WHIRLY1-Deficient Seedlings Show Enhanced Resistance to Nitrogen Deficiency

The wild-type and W1-1, W1-7 and W1-9 lines showed similar low nitrogen-dependent decreases in shoot (Fig. 7A) and root (Fig. 7B) biomass. The W1-1, W1-7, and W1-9 leaves had 3-fold more chlorophyll than the wild type under nitrogen deficiency (Fig. 7C). In contrast to the wild-type leaves, which were only capable of respiration after 22 d of nitrogen deficiency, the W1-1, W1-7., and W1-9 leaves were still able to undertake photosynthetic CO2 assimilation (Fig. 7D). The carbon contents of the wild-type and W1-7 lines were similar, irrespective of nitrogen supply (Supplemental Fig. S1, B and E), whereas both lines exhibited a similar decrease in nitrogen content and increase in the carbon to nitrogen ratio under nitrogen limitation (Supplemental Fig. S1, A, C, D, and F).

Figure 7.
Figure 7.

Impact of nitrogen availability on growth and photosynthesis in wild-type (WT) seedlings and three independent WHIRLY1-deficient barley lines (W1-1, W1-7, and W1-9). Plants were grown for 22 d under either optimal (N replete) or low-nitrogen (N deficient) conditions. Shoot (A) and root (B) biomass was estimated after destructive harvesting of plants, and values are represented as means ± se (n = 3). Chlorophyll content (C) was estimated after extraction from harvested shoots, and CO2 assimilation rate (D) was estimated by gas exchange before harvest; values are represented as means ± se (n = 4). FW, Fresh weight; *, significant differences between WHIRLY1-deficient and wild-type plants estimated by the Student’s t test (P < 0.05).

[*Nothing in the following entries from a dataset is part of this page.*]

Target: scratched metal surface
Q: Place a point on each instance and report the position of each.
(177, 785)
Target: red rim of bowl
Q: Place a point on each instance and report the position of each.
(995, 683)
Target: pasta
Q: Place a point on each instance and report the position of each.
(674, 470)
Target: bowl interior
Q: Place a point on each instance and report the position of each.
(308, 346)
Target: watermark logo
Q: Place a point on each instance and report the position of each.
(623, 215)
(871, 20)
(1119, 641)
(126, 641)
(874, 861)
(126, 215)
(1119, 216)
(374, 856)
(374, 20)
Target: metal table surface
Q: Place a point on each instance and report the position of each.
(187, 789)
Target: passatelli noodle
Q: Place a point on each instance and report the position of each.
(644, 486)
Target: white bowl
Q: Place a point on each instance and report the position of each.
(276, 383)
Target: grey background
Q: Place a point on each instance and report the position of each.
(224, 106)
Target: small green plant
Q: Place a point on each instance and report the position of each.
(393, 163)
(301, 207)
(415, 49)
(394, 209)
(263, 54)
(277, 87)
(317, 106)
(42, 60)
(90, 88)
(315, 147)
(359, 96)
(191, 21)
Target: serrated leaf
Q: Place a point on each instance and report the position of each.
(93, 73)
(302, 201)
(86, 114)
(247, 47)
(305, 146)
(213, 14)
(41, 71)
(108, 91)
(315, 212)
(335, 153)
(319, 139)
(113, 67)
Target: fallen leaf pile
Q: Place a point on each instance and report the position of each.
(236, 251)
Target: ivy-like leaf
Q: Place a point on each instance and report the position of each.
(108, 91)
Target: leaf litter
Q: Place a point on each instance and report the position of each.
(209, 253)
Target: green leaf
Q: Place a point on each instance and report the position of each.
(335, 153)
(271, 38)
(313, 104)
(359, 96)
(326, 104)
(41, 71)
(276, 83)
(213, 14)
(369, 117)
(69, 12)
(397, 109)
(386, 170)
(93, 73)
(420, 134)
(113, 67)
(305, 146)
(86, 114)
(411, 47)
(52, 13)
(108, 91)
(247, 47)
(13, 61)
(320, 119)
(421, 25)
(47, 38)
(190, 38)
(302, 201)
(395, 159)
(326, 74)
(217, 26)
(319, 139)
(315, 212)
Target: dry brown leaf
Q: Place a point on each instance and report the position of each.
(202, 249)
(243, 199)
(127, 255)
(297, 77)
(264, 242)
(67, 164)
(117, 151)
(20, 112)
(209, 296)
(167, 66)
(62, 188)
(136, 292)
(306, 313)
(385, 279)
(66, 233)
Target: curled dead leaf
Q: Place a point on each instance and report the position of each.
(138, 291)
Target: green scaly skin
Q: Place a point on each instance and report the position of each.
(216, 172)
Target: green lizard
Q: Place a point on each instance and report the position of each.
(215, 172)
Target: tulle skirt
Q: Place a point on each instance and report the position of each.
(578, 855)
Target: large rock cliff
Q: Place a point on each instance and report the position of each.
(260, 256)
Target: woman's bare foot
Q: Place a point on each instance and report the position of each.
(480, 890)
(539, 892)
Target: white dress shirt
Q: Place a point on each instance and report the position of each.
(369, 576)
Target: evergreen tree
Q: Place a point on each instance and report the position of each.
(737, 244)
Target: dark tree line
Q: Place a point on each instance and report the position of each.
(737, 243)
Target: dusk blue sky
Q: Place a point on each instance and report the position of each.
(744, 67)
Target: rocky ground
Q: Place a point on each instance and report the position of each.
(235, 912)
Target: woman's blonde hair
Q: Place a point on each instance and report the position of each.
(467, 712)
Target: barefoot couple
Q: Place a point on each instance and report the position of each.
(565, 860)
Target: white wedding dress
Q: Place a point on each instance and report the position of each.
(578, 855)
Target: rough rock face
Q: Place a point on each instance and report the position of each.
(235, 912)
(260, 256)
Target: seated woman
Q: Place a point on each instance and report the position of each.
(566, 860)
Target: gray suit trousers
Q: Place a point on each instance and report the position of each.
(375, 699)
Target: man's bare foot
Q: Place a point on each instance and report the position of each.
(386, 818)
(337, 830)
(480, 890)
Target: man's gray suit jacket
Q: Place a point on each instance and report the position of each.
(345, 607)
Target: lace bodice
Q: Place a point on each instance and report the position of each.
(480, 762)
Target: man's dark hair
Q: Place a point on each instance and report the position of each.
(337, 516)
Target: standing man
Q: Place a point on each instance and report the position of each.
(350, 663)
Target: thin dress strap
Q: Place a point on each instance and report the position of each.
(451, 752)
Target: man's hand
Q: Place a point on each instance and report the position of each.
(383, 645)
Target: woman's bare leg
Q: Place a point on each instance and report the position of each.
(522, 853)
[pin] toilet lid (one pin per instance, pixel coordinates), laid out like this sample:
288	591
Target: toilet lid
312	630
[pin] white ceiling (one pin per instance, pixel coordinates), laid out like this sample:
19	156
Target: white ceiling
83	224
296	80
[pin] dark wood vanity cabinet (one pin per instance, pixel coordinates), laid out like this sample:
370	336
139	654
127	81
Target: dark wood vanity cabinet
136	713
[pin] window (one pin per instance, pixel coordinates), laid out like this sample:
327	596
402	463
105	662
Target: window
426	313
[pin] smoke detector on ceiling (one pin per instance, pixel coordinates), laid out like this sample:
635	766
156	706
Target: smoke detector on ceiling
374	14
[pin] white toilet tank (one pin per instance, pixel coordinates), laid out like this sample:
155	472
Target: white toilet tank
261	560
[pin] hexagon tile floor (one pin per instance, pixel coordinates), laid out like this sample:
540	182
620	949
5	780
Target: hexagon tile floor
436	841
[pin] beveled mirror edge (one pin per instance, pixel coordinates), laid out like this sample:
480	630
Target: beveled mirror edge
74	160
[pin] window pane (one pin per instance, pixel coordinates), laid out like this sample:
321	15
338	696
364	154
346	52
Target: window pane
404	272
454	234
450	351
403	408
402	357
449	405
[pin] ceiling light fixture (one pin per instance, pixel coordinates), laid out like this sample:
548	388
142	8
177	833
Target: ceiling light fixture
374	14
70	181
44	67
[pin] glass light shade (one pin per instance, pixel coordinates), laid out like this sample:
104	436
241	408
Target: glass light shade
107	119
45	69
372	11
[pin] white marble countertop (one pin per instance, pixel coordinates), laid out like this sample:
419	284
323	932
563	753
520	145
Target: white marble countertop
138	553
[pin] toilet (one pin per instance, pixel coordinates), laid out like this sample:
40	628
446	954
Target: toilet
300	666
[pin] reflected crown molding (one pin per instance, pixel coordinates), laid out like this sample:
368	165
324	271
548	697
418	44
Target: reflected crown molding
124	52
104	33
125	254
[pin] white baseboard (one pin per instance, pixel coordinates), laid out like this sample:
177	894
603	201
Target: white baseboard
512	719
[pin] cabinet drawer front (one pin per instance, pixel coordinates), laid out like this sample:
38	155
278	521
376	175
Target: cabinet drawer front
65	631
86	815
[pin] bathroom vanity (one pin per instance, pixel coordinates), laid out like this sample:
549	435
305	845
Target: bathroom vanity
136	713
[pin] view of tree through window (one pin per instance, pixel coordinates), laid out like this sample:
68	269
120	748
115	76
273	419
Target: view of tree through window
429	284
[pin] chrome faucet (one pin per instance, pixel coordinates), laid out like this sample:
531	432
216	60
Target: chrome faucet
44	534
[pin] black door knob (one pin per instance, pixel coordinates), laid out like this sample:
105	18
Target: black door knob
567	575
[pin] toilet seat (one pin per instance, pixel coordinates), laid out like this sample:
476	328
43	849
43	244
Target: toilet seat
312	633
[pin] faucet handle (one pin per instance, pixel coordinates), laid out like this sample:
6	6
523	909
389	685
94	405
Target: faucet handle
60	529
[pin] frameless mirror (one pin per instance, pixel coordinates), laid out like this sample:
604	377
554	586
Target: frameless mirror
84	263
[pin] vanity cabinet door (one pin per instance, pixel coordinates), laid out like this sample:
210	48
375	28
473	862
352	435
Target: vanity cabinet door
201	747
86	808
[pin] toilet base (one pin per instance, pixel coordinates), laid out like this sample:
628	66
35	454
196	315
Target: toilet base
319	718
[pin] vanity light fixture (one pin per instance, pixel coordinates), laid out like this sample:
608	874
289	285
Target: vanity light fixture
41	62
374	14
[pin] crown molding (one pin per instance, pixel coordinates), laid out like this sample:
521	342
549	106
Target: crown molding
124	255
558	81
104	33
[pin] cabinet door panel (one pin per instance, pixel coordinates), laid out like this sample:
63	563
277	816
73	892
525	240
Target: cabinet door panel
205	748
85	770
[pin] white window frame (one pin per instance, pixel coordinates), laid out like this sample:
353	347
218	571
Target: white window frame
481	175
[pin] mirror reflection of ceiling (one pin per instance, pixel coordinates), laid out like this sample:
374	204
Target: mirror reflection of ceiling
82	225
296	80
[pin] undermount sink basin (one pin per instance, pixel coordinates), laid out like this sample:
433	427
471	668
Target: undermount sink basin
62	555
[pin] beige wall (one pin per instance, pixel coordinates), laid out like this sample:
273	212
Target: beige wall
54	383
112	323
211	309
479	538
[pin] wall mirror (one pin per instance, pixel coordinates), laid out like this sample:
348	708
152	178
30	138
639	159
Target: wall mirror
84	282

The Transcript Profile of WHIRLY1-Deficient Leaves Exhibits a Distinct Response to Low Nitrogen

WHIRLY1 transcripts were increased in the leaves of the wild-type plants grown with low nitrogen (Fig. 8A). In contrast, the levels of WHIRLY1 transcripts were much lower in W1-1, W1-7, and W1-9 lines than the wild type under both nutrition regimes (Fig. 8A). However, WHIRLY2 transcripts were increased to a similar extent under the low-growth nitrogen regimes in all lines (Fig. 8B). The levels of psbA, psbJ, ndhA, and ndhJ were significantly lower in the W1-1, W1-7, and W1-9 lines than the wild type when expressed relative to the chloroplast 16S ribosomal transcripts under optimal nitrogen (Fig. 8C). However, the levels of these transcripts relative to the chloroplast 16S ribosomal transcripts were similar in all lines under the low-growth nitrogen regime (Fig. 8D).

Figure 8.
Figure 8.

Abundance of transcripts encoding WHIRLY and several chloroplast-encoded proteins in leaves of the wild type (WT) and three independent WHIRLY1-deficient barley lines (W1-1, W1-7, and W1-9). Plants were grown for 15 d under either optimal (N replete) or low-nitrogen (N deficient) conditions. The abundance of transcripts encoding WHIRLY1 (A) and WHIRLY2 (B) was estimated relative to their abundance in wild-type plants under nitrogen-replete conditions by the ΔΔCT method (Schmittgen and Livak, 2008) using actin as a reference. The abundance of chloroplast-encoded transcripts was estimated relative to their abundance in wild-type plants under nitrogen-replete (C) or -deficient (D) conditions using 16S ribosomal RNA as a reference. All data are presented as mean values ± sd (n = 3).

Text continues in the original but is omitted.